The following Assignment 1 will be on from https://otexts.com/fpp2/graphics.html Chapter 2.
autoplot() was used to plot each of these in separate plots as shown below
library(forecast)
library(kableExtra)
library(dplyr)
library(ggplot2)
defaulttheme<-theme(panel.background = element_blank(),
panel.border = element_rect(color = "black", fill=NA))

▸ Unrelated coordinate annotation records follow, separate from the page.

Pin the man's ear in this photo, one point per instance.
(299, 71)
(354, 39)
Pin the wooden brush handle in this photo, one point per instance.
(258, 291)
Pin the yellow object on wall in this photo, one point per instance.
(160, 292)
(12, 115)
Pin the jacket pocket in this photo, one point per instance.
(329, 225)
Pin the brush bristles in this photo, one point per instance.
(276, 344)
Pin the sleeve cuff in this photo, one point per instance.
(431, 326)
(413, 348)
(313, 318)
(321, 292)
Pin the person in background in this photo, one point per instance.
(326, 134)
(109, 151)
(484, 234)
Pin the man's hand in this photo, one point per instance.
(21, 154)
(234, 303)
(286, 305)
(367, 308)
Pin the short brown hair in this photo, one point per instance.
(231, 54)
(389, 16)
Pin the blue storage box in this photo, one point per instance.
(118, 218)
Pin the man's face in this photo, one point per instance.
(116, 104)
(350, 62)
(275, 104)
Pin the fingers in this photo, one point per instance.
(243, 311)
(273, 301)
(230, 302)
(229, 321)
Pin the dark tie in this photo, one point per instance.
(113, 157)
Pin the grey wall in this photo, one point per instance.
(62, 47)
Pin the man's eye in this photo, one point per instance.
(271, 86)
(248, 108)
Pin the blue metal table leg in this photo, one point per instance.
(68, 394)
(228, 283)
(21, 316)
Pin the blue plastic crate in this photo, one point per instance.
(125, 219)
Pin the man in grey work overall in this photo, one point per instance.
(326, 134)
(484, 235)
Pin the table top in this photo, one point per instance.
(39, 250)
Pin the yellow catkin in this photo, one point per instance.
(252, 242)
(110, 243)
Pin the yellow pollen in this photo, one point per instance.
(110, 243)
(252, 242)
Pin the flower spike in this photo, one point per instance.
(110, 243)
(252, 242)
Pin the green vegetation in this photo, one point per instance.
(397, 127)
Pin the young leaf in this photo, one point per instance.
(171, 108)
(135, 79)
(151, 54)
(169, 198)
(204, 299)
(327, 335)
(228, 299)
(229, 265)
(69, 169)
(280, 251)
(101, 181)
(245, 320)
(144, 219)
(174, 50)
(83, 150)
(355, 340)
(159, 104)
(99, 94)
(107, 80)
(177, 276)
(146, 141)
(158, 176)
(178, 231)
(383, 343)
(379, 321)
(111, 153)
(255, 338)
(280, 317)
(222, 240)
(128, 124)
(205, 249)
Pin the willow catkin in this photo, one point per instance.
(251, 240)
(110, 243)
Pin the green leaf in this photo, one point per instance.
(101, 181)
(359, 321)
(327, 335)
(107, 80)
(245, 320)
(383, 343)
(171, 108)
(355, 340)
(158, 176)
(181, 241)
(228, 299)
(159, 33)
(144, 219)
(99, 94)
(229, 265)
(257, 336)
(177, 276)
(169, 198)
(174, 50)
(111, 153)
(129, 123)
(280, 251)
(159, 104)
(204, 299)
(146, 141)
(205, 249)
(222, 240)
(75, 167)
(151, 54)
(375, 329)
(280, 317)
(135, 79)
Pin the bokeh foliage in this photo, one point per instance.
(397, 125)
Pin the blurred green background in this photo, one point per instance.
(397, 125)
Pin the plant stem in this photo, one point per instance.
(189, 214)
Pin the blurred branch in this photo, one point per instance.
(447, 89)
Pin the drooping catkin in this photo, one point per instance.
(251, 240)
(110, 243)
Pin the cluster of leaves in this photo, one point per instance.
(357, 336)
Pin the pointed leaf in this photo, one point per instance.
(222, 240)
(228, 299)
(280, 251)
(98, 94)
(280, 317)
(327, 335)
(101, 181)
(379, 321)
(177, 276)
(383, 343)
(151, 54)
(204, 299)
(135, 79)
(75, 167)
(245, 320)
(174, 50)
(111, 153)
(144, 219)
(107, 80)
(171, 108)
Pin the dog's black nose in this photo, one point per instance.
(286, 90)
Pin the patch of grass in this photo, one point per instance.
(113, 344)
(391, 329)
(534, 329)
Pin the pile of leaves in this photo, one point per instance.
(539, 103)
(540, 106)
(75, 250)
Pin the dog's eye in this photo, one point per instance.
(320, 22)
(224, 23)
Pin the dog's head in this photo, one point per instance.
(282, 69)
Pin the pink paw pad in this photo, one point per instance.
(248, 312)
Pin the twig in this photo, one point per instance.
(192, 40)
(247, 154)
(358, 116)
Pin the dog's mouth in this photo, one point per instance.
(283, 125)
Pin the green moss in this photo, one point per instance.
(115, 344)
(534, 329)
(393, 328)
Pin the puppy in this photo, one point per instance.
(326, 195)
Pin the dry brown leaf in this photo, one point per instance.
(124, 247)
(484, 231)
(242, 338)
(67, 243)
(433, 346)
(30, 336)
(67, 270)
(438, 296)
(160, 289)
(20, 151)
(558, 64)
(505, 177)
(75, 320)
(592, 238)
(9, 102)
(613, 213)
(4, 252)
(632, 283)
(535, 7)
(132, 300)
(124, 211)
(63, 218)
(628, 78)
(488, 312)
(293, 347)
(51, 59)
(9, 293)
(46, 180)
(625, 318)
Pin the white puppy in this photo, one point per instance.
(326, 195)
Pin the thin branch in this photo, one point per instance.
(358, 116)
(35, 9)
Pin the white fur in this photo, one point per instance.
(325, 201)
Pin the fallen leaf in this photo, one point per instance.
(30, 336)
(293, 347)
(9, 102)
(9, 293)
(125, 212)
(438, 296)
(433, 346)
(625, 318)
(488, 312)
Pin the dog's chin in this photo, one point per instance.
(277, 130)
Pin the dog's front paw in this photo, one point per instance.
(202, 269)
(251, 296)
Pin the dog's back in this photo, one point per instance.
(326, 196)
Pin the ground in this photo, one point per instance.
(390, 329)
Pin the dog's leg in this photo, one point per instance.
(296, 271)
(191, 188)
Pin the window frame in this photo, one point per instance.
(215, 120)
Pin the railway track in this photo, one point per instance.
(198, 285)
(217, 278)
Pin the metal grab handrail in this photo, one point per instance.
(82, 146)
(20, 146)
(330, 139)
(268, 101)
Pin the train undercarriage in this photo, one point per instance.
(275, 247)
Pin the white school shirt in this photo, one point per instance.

autoplot(gold)+defaulttheme
autoplot(woolyrnq)+defaulttheme
autoplot(gas)+defaulttheme
The frequency of each gold, woolyrnq and gas are shown respectively below
frequency(gold)
## [1] 1
frequency(woolyrnq)
## [1] 4
frequency(gas)
## [1] 12
as shown below the which.max function identifies 770 as the outlier point in the gold time series object.
which.max(gold)
## [1] 770
read the data, convert to time series and construct a time series plot below
tute1 = read.csv("http://otexts.com/fpp2/extrafiles/tute1.csv", header = T)
head(tute1,5)
## X Sales AdBudget GDP
## 1 Mar-81 1020.2 659.2 251.8
## 2 Jun-81 889.2 589.0 290.9
## 3 Sep-81 795.0 512.5 290.8
## 4 Dec-81 1003.9 614.1 292.4
## 5 Mar-82 1057.7 647.2 279.1
skimr::skim(tute1)
| Name | tute1 |
| Number of rows | 100 |
| Number of columns | 4 |
| _______________________ | |
| Column type frequency: | |
| character | 1 |
| numeric | 3 |
| ________________________ | |
| Group variables | None |
Variable type: character
| skim_variable | n_missing | complete_rate | min | max | empty | n_unique | whitespace |
|---|---|---|---|---|---|---|---|
| X | 0 | 1 | 6 | 6 | 0 | 100 | 0 |
Variable type: numeric
| skim_variable | n_missing | complete_rate | mean | sd | p0 | p25 | p50 | p75 | p100 | hist |
|---|---|---|---|---|---|---|---|---|---|---|
| Sales | 0 | 1 | 948.74 | 98.25 | 735.1 | 871.10 | 960.65 | 1018.70 | 1115.5 | <U+2583><U+2583><U+2586><U+2587><U+2585> |
| AdBudget | 0 | 1 | 591.93 | 54.34 | 489.9 | 569.47 | 608.50 | 634.97 | 665.9 | <U+2585><U+2581><U+2582><U+2587><U+2586> |
| GDP | 0 | 1 | 281.18 | 14.37 | 249.3 | 271.35 | 282.60 | 290.30 | 330.6 | <U+2582><U+2587><U+2587><U+2582><U+2581> |
mytimeseries <- ts(tute1[,-1], start=1981, frequency=4)
autoplot(mytimeseries, facets = T)+defaulttheme
When you dont include the argument facets = T, you obtain a plot as shown below where each of the time series plots within the dataset are presented in the same plot
autoplot(mytimeseries)
library(httr)
url1<-"https://otexts.com/fpp2/extrafiles/retail.xlsx"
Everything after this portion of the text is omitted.